Cook, who has visited India multiple times in the past, is also likely to meet Prime Minister Narendra Modi in New Delhi.
On Day one, Cook visited richest Indian Mukesh Ambani's house Antilla for a business meeting and is said to have met other top industrialists, including Tata Sons chairman N Chandrasekaran.
Company executives, however, dodged queries on Cook's itineraries during his India tour.
On Monday afternoon, Cook himself confirmed his arrival by tweeting a picture with over 100 employees inside the brand's store in BKC business district, which will open for customers on Tuesday.
He also managed time to have Wada paav, the much celebrated local snack, with actor Madhuri Dixit at an eatery which is Ambani family's favourite.
Cook thanked Dixit for introducing him to the Wada paav at the multi-cuisine joint, terming the food item as "delicious". This was the second meeting between the actor and Cook during his multiple visits to India.
The Apple's chief executive is all set to continue with the practice of welcoming first of the customers on the inaugural day at an Apple store on Tuesday.
Usually, Apple fans throng the stores much ahead of the launch and there have been instances of staff camping out as well.
It will be interesting to see the reception to the new store by the people of Mumbai as the launch comes on a working day.
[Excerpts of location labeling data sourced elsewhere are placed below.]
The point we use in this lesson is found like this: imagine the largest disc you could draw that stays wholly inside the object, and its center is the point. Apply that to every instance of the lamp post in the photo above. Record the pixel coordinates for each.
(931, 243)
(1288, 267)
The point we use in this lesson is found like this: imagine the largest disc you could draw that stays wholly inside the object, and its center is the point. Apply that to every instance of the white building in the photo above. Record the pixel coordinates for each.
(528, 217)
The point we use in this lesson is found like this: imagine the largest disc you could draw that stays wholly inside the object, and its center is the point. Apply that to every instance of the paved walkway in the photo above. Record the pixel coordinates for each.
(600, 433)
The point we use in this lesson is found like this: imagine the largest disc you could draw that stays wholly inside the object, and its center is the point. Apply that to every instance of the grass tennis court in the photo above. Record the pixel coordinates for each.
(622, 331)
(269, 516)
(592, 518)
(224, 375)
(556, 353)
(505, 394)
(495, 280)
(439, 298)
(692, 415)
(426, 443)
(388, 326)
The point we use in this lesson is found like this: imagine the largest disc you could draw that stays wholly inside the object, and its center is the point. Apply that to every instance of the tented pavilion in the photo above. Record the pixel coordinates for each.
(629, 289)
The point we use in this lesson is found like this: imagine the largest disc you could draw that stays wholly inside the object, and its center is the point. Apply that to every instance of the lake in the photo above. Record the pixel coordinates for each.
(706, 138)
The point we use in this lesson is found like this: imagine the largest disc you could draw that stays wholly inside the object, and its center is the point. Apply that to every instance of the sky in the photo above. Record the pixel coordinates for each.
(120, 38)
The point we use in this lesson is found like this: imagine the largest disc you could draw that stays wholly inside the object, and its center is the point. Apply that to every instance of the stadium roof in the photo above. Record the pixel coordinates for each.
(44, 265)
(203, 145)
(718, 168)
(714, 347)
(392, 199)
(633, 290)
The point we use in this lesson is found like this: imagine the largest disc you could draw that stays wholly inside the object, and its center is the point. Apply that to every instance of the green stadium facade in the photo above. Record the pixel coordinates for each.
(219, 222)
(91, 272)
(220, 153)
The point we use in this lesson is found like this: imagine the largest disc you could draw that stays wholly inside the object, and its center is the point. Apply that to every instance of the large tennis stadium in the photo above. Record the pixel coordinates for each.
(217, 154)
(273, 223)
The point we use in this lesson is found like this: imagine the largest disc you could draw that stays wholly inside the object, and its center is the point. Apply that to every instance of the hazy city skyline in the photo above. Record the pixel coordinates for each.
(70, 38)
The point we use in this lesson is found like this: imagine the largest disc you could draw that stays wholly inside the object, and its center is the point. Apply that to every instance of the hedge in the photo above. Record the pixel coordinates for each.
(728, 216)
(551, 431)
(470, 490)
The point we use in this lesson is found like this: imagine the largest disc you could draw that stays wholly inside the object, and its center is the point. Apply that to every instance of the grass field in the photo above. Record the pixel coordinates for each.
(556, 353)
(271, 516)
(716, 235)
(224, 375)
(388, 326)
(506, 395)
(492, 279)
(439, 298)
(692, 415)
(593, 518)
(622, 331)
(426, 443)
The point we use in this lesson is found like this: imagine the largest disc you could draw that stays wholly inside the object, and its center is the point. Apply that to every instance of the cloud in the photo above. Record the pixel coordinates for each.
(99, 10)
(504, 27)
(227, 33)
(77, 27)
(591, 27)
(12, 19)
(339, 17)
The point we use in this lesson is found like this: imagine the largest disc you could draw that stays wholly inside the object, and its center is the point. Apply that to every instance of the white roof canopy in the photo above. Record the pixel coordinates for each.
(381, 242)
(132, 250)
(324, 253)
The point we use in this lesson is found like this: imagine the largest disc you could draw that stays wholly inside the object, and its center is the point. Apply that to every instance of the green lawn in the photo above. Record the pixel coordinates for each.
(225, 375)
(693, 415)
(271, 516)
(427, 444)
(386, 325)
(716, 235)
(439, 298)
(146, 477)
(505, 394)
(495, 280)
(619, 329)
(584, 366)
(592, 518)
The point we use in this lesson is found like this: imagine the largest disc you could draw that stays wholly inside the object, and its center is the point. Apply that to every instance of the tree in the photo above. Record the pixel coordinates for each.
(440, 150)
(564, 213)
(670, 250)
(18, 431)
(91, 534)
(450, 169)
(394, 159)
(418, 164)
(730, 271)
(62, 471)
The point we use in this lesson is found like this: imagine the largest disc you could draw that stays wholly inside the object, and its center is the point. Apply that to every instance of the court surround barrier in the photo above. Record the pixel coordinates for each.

Some reports are pegging that executives expect a footfall of over 5,000 at the store on the first day.
After the store launch, Cook is expected to fly out to the national capital, where a similar store will be launched on April 20.
He is also widely expected to meet Prime Minister Narendra Modi and telecom minister Ashwini Vaishnaw.
Apple has been upping its handset and components sourcing from India lately as it seeks to broaden its supply chain, which is at present heavily reliant on China and had been severely impacted during the Covid pandemic because of the longer lockdowns in the neighbouring country.